I originally wrote this article for the Web Performance Calendar website, which is a terrific resource of expert opinions on making your website as fast as possible. We thought CloudFlare users would be interested so we reproduced it here. Enjoy!
Efficiently compressing dynamically generated web content
With the widespread adoption of high bandwidth Internet connections in the home, offices and on mobile devices, limitations in available bandwidth to download web pages have largely been eliminated.
At the same time latency remains a major problem. According to a recent presentation by Google, broadband Internet latency is 18ms for fiber technologies, 26ms for cable-based services, 43ms for DSL and 150ms-400ms for mobile devices. Ultimately, bandwidth can be expanded greatly with new technologies but latency is limited by the speed of light. The latency of an Internet connection directly affects the speed with which a web page can be downloaded.
The latency problem occurs because the TCP protocol requires round trips to acknowledge received information (since packets can and do get lost while traversing the Internet) and to prevent Internet congestion TCP has mechanisms to limit the amount of data sent per round trip until it has learnt how much it can send without causing congestion.
The collision between the speed of light and the TCP protocol is made worse by the fact that web site owners are likely to choose the cheapest hosting available without thinking about its physical location. In fact, the move to ‘the cloud' encourages the idea that web sites are simply ‘out there' without taking into account the very real problem of latency introduced by the distance between the end user's web browser and the server. It is not uncommon, for example, to see web sites aimed at UK consumers being hosted in the US. A web user in London accessing a .co.uk site that is actually hosted in Chicago incurs an additional 60ms round trip time because of the distance traversed.

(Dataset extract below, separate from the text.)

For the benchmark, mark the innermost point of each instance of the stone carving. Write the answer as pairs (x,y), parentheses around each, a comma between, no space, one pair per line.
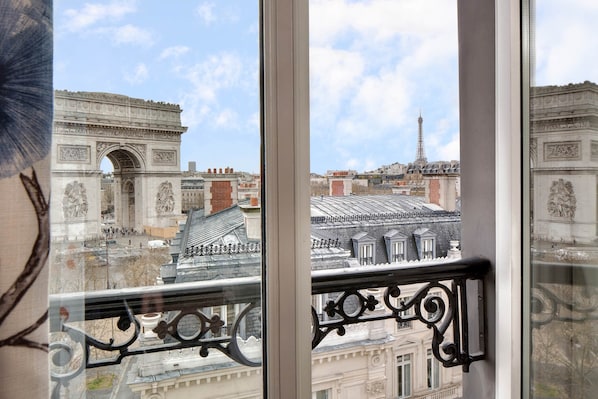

Dealing with speed-of-light induced latency requires moving web content closer to user who are browsing, or making the web content smaller so that fewer round trips are required (or both).
The caching challenge
But the most critical part of a web page, the actual HTML content is often dynamically generated and cannot be cached. Because none of the relatively fast to load content that's in cache cannot even be loaded before the HTML, any delay in the web browser receiving the HTML affects the entire web browsing experience.
Thus being able to deliver the page HTML as quickly as possible even in high latency environments is vital to ensuring a good browsing experience. Studies have shown that the slower the page load time the more likely the user is to give up and move elsewhere. A recent Google study said that a response time of less than 100ms is perceived by a human as ‘instant' (a human eye blink is somewhere in the 100ms to 400ms range); less than 300ms the computer seems sluggish; above 1s and the user's train of thought is lost to distraction or other thoughts. TCP's congestion avoidance algorithm means that many round trips are necessary when downloading a web page. For example, getting just the HTML for the CNN home page takes approximately 15 round trips; it's not hard to see how long latency can quickly multiply into a situation where the end-user is losing patience with the web site.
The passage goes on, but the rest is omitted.